Caroline Hunter reviews Sourdough by Robin Sloan. Publisher: Text Publishing.

After finishing this book, I immediately sought out the author's previous novel so I could relish more of his writing.

Robin Sloan is a fresh voice whose originality is beguiling. Both the plot and the prose of Sourdough reflect his fierce intelligence, while never straying from an underlying warmth.

Readers may be familiar with the experience of getting a few pages into a book and realising you are in the presence of a wonderful mind - one that produces envy-inducing phrases and observations. It's the literary equivalent of an "a-ha'' moment and you just know you are going to enjoy yourself.

Computer programmer Lois Clary is Sloan's protagonist and the story begins as she moves from Michigan to San Francisco to work for a robotics firm, one that demands long hours and total dedication, pushing a normal lifestyle out of reach. She comes to rely on a local sandwich shop to keep her nourished late at night and strikes up a friendship with the two brothers who own it.

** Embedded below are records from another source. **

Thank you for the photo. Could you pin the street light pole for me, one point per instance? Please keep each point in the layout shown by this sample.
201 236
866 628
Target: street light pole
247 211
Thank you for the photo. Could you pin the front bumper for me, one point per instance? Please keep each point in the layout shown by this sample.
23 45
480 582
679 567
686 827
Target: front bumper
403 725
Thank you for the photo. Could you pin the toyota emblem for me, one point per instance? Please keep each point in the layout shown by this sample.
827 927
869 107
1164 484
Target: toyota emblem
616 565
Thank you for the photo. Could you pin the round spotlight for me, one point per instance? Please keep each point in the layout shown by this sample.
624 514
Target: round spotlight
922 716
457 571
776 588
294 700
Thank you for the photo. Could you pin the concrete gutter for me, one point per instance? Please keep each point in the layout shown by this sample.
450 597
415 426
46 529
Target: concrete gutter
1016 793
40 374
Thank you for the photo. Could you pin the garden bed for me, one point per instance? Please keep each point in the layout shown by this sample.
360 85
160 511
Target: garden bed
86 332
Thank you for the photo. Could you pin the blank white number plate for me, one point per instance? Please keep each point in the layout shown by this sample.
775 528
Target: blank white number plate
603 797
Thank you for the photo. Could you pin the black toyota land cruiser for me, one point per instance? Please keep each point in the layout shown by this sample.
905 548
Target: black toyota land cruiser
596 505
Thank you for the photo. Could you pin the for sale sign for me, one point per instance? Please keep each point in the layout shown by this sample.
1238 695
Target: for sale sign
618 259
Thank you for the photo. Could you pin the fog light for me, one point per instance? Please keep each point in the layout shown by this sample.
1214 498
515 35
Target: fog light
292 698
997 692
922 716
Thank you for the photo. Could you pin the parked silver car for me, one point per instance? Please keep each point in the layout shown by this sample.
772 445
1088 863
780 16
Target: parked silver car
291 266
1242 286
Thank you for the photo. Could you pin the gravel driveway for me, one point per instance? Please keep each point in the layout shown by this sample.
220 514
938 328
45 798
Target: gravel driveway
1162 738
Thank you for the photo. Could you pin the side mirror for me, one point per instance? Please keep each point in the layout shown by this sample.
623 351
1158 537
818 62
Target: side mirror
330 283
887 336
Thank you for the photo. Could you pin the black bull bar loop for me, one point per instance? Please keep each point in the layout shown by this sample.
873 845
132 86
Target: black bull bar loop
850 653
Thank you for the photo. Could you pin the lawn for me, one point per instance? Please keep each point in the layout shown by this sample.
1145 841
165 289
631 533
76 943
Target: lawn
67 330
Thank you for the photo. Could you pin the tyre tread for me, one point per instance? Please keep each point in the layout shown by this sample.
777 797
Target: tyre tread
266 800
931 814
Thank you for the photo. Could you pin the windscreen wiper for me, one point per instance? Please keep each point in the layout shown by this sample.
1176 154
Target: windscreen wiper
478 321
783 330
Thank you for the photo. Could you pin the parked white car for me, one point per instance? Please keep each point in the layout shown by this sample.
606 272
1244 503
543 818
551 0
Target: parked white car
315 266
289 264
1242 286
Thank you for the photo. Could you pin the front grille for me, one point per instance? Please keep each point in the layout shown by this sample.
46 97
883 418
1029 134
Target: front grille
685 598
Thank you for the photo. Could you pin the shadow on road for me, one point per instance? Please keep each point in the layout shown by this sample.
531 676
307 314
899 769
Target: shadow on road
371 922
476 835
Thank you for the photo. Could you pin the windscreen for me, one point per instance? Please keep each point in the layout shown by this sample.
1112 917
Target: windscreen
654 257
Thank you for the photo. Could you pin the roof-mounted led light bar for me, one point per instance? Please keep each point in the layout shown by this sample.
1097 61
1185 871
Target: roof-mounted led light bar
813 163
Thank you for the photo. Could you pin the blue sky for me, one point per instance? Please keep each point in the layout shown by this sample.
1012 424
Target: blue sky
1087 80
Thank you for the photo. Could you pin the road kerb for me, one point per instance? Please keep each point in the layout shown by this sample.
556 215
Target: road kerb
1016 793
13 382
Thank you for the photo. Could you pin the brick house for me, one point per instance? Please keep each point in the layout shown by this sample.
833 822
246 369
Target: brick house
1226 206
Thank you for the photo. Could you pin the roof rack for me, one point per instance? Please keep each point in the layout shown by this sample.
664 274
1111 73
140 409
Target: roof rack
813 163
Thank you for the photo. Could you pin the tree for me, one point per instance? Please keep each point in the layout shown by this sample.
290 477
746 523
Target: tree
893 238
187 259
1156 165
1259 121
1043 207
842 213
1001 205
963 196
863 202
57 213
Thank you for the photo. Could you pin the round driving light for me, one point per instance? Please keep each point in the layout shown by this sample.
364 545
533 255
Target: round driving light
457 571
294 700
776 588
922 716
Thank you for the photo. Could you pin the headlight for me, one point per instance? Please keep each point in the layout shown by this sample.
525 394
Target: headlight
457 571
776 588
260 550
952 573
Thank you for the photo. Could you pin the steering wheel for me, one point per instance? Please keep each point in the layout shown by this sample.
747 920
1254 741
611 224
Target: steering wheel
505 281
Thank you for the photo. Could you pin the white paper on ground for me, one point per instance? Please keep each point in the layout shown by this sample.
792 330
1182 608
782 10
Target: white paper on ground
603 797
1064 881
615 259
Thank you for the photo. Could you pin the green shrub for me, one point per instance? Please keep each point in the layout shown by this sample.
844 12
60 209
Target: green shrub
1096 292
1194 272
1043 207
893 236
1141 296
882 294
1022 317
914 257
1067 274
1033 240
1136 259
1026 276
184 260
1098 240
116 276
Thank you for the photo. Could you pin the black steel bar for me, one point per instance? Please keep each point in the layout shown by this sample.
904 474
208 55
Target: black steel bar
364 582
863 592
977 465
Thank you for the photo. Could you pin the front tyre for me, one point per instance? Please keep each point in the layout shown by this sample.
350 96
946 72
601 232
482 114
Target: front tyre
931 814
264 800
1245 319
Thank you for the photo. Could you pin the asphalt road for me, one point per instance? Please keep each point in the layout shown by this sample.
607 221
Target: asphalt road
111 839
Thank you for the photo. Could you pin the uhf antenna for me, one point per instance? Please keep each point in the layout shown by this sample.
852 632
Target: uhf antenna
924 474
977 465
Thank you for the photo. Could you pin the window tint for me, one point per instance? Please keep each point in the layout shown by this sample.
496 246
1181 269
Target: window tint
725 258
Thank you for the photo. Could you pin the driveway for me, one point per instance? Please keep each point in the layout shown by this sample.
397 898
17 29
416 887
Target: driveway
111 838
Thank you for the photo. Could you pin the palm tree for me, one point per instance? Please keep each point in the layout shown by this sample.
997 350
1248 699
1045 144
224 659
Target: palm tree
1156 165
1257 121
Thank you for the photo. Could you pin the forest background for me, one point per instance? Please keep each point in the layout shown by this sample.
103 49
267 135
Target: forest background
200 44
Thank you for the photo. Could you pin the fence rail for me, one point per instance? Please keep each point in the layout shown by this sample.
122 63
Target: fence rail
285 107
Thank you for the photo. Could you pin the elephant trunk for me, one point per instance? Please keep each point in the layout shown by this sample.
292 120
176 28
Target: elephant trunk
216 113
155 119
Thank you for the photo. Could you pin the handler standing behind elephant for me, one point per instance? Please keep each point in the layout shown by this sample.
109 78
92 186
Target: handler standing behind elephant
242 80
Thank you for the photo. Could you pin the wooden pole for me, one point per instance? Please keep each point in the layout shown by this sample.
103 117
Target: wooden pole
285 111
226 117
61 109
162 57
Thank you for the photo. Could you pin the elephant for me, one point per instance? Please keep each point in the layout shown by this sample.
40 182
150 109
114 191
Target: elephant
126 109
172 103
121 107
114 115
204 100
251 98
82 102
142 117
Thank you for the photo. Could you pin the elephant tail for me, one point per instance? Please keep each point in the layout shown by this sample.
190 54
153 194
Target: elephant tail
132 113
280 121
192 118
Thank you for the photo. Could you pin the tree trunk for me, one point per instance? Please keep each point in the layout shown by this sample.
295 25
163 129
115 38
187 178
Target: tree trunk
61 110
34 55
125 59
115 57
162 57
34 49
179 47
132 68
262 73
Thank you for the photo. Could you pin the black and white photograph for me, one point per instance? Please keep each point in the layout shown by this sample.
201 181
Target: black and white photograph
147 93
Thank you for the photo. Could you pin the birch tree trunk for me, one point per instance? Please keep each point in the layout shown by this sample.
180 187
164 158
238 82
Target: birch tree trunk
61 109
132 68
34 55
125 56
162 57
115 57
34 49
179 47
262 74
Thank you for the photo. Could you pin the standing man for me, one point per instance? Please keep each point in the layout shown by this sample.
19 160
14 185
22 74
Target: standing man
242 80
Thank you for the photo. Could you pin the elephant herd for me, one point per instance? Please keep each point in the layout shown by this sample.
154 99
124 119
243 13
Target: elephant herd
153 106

When visa problems force them to leave, their parting gift to Lois is an unusual sourdough starter, but she is initially reluctant to take on the responsibility of feeding it or making bread. However, curiosity prevails and she begins to produce rather splendid loaves that impress her colleagues and catch the attention of the chef at the office canteen. Soon she is filling a daily order for the chef, building a backyard oven to keep up with demand, and trying out for a spot at a local market.

As her bread-making evolves, Lois still holds down her robotics job but she finds a way to make it all work and her sense of wellbeing starts to grow. Then comes an invitation to take part in a very different kind of market - a cutting-edge research-and-development food outfit on an island across San Francisco Bay that used to be a military installation.

Things take a decidedly sci-fi (and somewhat allegorical) turn at this point, but Lois' experimental baking at the out-there market brings together both strands of her world in an intriguing environment, and gives free rein to the author's knowledge on a whole range of subjects, not to mention his sparkling imagination.

There are several other story arcs involving Lois that run alongside the main narrative and they all serve to signpost her journey from IT slave to enlightened creator, and her transition into someone who understands the need to have a balanced life. Although technology features large, the heart of this tale is definitely human - with a little magic thrown in from the microbial world.

Sourdough is one of the most unusual and satisfying novels I have read in a long while and there are riches in store for those who might open its pages. Thoroughly recommended.

Caroline Hunter is an ODT subeditor.